Sunday 15 June 2014

Wolfson Prize: we still need a proper strategy to provide more housing while protecting the countryside

The Campaign to Protect Rural England warned today that the Wolfson Prize shortlist overlooks the main challenges in meeting  the nation’s housing needs. Any new garden cities should be properly planned with local agreement, a high proportion of affordable housing, and built on brownfield land before greenfield or Green Belt sites are considered.  

Shaun Spiers, CPRE’s Chief Executive, said: ‘We will study the shortlisted entries with interest. The Wolfson Prize is certainly an interesting exercise. At present the  Government’s planning approach, which too often involves imposing large developments on local communities through planning appeals, is not working.
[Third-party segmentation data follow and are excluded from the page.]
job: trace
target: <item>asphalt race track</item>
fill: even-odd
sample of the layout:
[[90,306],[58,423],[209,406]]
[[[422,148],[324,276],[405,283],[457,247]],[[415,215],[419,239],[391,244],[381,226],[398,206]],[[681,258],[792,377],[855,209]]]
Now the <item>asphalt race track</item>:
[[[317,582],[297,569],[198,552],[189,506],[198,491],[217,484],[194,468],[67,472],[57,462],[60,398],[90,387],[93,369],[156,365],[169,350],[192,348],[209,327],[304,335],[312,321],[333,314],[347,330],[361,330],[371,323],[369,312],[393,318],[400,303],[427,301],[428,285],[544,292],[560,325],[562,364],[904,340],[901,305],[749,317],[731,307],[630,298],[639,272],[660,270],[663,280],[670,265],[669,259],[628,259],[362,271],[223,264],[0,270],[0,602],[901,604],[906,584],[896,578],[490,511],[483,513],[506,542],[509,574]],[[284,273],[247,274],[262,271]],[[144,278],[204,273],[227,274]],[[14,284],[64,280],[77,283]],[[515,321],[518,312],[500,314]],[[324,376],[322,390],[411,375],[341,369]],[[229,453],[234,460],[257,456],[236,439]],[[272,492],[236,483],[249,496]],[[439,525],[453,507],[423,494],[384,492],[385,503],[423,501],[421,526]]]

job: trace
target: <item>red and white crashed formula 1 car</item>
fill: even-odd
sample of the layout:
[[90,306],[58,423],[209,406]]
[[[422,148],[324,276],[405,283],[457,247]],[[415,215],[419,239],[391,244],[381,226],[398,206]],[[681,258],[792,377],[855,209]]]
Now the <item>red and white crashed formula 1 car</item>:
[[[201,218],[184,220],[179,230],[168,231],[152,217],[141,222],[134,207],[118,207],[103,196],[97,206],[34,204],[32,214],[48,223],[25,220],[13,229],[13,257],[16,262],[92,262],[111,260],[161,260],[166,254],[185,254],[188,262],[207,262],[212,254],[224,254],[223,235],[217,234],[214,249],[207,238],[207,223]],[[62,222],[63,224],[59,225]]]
Garden cities may be part of the solution to our housing crisis, but only if they are locally supported, help regenerate our existing cities and provide significant amounts of genuinely affordable housing.  We need major policy improvements to meet these objectives and without, plans for new towns and garden cities will achieve very little.’

CPRE’s key requirements for meeting our housing needs, set out in the Charter to save our countryside, are:

·         don't sacrifice our countryside – three of the shortlisted entries focus on greenfield development when enough brownfield land remains available for over 1.5 million new homes. Disappointingly the proposal for a new garden city in the Black Country is only described as ‘interesting’ rather than shortlisted. There is concern about short-circuiting proper tests to find suitable locations through the planning process and also undermining  brownfield regeneration;

·         a fair say for local communities - there is a big risk of repeating the mistakes of the last Government's ‘eco-towns’ programme, i.e. a top down process of selecting sites for major development without local democratic input or support from local authorities;


·         more housing, but of high quality and in the right places. Are these proposals serious about providing the housing that is affordable, well-designed and environmentally sustainable?